Dynamic Application Whitelisting
Application whitelisting is a security practice that has been around for a very long time but hasn’t been implemented largely because of the demand it places on IT. As Michael Bosnar points out in Security Brief NZ, “You can’t patch everything, so you need to control access to the applications you can’t patch. Application whitelisting can help, but seen as overly complicated to deploy and requiring near-endless management, it can feel restrictive to end users and downright painful to IT.” Dynamic whitelisting offers a different approach that looks for ways to remove the workload that is normally placed on IT while still enjoying the great protection. PC Matic Pro has implemented this approach of dynamic whitelisting for years with great success using our Globally Automated Whitelist. Basing protection on a Globally Automated Whitelist removes the work required of the IT admin as our dedicated malware research team handles unknown applications our customers see and adds good software to our Global Whitelist for all customers.

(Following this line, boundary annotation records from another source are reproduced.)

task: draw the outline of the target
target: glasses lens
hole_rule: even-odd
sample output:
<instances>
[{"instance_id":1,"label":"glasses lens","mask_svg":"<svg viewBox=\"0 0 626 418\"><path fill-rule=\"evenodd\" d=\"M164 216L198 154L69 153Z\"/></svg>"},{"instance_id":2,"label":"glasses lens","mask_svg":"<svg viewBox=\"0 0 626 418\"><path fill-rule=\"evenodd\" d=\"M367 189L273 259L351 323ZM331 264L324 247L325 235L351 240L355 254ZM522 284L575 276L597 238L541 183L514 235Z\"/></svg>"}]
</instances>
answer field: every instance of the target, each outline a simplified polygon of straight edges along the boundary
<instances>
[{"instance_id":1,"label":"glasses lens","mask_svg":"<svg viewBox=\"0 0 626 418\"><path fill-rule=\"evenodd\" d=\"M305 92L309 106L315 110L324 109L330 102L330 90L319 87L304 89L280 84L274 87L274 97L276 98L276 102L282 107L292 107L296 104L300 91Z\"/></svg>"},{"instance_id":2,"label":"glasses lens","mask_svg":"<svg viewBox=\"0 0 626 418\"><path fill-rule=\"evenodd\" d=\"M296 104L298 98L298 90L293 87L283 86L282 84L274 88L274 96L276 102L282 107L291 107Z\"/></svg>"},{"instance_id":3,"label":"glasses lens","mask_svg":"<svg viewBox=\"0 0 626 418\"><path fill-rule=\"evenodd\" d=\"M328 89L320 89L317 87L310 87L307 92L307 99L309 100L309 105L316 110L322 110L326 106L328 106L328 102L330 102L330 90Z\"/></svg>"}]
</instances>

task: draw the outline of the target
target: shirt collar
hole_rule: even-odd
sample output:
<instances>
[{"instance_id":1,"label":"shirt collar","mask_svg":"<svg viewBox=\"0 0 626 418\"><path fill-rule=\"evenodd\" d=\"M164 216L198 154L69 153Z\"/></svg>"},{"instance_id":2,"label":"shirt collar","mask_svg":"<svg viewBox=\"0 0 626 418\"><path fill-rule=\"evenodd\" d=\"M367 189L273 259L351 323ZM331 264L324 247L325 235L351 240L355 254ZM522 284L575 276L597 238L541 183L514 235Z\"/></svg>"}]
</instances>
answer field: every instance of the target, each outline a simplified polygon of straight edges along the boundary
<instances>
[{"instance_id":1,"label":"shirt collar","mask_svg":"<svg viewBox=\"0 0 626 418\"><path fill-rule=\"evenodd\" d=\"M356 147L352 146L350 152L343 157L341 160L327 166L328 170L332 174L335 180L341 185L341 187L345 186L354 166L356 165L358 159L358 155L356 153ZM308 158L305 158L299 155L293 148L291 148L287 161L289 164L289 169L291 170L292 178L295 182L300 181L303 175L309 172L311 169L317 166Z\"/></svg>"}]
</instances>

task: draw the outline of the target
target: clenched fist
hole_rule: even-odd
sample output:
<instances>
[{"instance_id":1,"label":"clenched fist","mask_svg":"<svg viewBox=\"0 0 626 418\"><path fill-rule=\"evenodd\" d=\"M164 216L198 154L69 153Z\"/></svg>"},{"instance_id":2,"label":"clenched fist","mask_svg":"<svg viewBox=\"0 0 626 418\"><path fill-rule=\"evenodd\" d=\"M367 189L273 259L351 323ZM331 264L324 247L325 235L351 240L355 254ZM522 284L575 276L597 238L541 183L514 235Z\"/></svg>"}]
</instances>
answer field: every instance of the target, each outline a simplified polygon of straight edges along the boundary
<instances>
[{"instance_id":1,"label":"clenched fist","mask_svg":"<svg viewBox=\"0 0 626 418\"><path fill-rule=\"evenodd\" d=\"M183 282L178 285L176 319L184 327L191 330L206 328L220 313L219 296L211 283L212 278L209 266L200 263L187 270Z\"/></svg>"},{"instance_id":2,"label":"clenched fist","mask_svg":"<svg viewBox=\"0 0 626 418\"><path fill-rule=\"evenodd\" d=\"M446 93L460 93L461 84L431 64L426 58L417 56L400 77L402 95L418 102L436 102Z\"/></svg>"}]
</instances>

“Making sure your operating systems and applications are patched is crucial to helping ensure that the organisation’s environment remains secure. Many organisations overlook this, as there is an assumption that Microsoft System Centre Configuration Manager (SCCM) patches all your applications.” While we can set up automatic updating in Windows 10 now very easily, it’s important to keep third party applications up to date as well to close potential security holes. PC Matic Pro automatically patches 30 vulnerable applications from third parties that would typically leave security holes in the network or device. Taking this burden off of IT admins and integrating it into a solution with dynamic whitelisting gives a great foundation for security.
With continued backing from CERT agencies around the world, we’re very confident in the approach that PC Matic Pro is taking for our business customers. Providing a dynamic whitelisting solution that is affordable and easy to use allows even the smallest business without an IT team to implement this highly recommended approach.